Digo menos, porque alivia, no entanto a sociedade estigmatiza de tal forma as mulheres trans – travestis e transexuais – que as tornam em seres invisíveis socialmente. A maioria é expulsa de casa, ou renegada pela família, não conseguem concluir os estudos por discriminação, sofrem todas as formas de preconceito e bullying, e violências diversas – psíquicas, de direitos, agressões físicas.


Nesse contexto, sobram a marginalidade social, a invisibilidade, e ganham a calçada para trabalhar, como prostitutas. Não se pode mais ver as mulheres trans como cidadãs de segunda classe, são pessoas dignas e merecedoras de direitos e respeito.


Direitos de mudança de nome e sexo, a tratamentos médicos dignos, ao uso dos nomes femininos e tratamentos adequados – principalmente em repartições públicas – o uso do banheiro feminino, oportunidade de estudo e emprego são somente algumas reivindicações que as mulheres trans lutam.

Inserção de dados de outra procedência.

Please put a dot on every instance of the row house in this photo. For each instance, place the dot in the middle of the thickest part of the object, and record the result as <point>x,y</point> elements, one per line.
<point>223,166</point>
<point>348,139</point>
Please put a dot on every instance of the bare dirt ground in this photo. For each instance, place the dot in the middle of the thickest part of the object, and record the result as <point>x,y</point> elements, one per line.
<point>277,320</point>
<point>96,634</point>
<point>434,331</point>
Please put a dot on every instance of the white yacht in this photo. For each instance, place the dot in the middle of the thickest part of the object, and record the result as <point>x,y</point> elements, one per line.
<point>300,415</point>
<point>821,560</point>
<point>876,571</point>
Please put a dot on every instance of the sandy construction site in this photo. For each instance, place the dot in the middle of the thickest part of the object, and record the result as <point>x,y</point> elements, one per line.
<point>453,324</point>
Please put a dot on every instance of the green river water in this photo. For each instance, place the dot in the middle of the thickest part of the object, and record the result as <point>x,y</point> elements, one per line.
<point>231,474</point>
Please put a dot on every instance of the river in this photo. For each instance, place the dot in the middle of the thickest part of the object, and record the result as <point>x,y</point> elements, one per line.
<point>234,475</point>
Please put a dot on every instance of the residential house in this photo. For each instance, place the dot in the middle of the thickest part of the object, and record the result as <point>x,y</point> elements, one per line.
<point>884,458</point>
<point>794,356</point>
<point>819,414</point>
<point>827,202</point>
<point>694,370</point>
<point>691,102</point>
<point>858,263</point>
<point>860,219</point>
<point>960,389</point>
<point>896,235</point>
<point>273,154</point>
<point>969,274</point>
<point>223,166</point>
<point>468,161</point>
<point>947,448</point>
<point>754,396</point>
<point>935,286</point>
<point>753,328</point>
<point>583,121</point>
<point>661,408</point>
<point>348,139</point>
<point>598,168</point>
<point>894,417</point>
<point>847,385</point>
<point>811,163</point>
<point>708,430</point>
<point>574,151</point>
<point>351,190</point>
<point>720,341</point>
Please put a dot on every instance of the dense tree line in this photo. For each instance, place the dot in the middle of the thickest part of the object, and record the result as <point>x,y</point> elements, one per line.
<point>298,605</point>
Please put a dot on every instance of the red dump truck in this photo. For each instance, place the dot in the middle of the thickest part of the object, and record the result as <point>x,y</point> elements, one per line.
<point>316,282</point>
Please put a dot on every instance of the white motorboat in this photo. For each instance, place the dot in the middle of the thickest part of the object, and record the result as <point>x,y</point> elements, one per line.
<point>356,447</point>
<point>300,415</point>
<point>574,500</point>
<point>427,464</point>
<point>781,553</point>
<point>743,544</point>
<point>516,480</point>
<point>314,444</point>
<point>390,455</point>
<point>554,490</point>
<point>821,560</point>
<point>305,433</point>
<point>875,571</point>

Mulheres trans, travestis ou transexuais, são ilhas cercadas de violências por todos os lados. Ajude a modificar essas concepções de preconceito e estigma. Travestis e transexuais são mulheres que transitam, transformam e acima de tudo TRANSCENDEM os próprios corpos para serem mulheres, mas sobretudo para serem FELIZES.



* Giowana Cambrone Araujo, é mulher transexual, bacharel em Administração de Empresas e Direito, advogada transexual no Estado do Rio de Janeiro. Pós-graduada em Direito Constitucional e mestranda em Políticas Públicas e Formação Humana pela Universidade Estadual do Rio de Janeiro. Foi a primeira transexual a integrar o Conselho Nacional de Políticas Culturais.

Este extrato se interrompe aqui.